Through all of this, we had shared a dream of living close to one another and raising our children together. We’d share the responsibilities, joys, and struggles of raising children—separately, together—offering each other both logistical and emotional support. So when Sarah and her partner split up in 2015, we decided to make our dream a reality. Sarah found an affordable home (with a great rental price) in the family-friendly neighborhood of Seaton Village. Shortly after her family moved in, I began my months-long search for a two-bedroom apartment for my 5-year-old daughter and myself.

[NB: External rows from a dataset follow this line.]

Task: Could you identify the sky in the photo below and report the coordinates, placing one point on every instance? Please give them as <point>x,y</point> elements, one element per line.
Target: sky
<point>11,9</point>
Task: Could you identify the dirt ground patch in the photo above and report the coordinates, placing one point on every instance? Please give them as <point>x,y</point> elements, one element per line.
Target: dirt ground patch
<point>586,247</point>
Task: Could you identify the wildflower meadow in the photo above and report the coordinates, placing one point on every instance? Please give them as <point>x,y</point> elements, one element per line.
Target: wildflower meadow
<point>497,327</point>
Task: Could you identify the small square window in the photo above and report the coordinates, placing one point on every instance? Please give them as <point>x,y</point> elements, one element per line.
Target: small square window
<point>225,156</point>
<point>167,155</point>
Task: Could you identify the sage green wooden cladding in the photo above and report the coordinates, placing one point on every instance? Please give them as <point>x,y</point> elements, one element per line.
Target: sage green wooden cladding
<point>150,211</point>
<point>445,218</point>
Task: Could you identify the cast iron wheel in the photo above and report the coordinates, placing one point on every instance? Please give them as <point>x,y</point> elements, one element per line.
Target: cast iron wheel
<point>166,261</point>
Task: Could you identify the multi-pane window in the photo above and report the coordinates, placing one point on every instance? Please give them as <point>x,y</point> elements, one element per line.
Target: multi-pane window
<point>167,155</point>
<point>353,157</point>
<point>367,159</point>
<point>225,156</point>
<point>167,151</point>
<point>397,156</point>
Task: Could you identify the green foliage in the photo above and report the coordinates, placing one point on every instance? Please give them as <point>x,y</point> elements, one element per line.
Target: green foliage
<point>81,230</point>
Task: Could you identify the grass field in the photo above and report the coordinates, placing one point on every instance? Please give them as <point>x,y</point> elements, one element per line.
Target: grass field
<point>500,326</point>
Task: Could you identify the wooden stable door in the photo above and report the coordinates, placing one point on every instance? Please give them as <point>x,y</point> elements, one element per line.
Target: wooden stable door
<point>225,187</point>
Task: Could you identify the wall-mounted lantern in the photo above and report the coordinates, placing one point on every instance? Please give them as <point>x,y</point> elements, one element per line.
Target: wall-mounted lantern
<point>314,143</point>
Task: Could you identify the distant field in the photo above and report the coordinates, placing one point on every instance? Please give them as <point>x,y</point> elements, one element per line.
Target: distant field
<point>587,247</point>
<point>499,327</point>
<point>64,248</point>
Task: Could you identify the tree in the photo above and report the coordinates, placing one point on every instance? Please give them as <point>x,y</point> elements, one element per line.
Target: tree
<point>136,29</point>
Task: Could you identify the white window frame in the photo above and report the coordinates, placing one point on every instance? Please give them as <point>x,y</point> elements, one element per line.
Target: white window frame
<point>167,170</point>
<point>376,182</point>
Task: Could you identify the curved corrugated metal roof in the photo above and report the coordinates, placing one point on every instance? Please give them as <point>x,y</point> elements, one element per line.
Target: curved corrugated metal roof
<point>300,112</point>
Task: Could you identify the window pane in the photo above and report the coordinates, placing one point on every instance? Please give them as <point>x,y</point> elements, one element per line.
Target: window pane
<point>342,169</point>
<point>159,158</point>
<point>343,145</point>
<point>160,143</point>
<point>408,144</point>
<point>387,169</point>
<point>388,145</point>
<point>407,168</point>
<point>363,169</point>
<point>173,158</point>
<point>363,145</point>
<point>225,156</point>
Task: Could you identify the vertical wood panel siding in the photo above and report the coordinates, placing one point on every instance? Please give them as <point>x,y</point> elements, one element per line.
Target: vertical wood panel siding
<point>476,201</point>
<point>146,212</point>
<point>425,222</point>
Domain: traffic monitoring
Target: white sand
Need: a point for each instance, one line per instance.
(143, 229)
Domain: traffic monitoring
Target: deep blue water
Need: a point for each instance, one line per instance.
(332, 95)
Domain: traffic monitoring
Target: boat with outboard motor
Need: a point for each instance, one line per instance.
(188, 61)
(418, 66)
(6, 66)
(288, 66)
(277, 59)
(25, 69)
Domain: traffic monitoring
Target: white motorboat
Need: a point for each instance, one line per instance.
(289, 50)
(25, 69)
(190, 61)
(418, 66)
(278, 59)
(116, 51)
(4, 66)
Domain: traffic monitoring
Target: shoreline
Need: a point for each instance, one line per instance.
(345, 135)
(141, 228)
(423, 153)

This was easier dreamt than done. Toronto’s housing market can be described in a few words: Competitive. Expensive. Intense. (Houses have actually been listed for $500K and sold for almost $1 million.) So my house hunting experience was full of many disappointments. Landlords turned me down as a single parent (which is illegal, but something many of them confessed to doing), saying it was too “risky” to rent to a one-income family. In the times a landlord would express a willingness to rent to me, someone would come along and offer the landlord a “signing bonus” of $2,000 in order to secure the coveted apartment in this family-friendly neighborhood. It was when I felt at my most disheartened and frustrated that I found the perfect rental: a second floor two-bedroom apartment on the same tree-lined street Sarah lived on. Without even offering the landlord a ‘bonus,’ I signed the lease, and with that, my daughter and I lived only a two-minute walk from our chosen family.
Our two homes have become “home base” to our children: My second-floor apartment in a multi-family house serves as the after-school “home base” where the kids decompress after their days and eat dinner. Sarah’s single-family home is the “morning routine” home base, where the kids eat breakfast, get their teeth brushed and get ready for the day. We share drop off and pick up duties, and pool our childcare resources.
Yet, as enmeshed as our lives are, Sarah and I still live differently from married couples, or even intentional co-parents who live separately. We don’t combine finances or share expenses. We have no legal rights to each other’s children (nor do we want them). We live in separate homes. We know this situation might not work out forever, but for now, it’s as perfect as can be.
We continue to enjoy all that our neighborhood—and each other’s support—has to offer, but also keep an eye on how affordable rents allow us to keep this lifestyle. We are at the mercy of our landlord’s decisions. The housing market in Toronto continues to be fiercely competitive, even more than when we found our current homes a few years ago. A 2018 report published by the city’s Tenant Issues Committee indicates that Toronto’s vacancy rate for rentals is at just 1.4 percent, prompting one city official to dub this a “housing crisis.”
Being a single parent in such an expensive city is challenging at times and worrisome at others. I rely heavily on the support I get from Sarah, and there are times when I worry about what would happen if one of our landlords decides to sell the home they rent to us. If Sarah and I didn’t live in the same area, my childcare expenses would increase, which would mean that living in this neighborhood—and perhaps even the city of Toronto—would no longer be possible. Still, I try not to “borrow sorrow from tomorrow” and instead focus on what I currently have: a happy life I’ve built with my chosen family in a city where it really feels like the world is at our fingertips.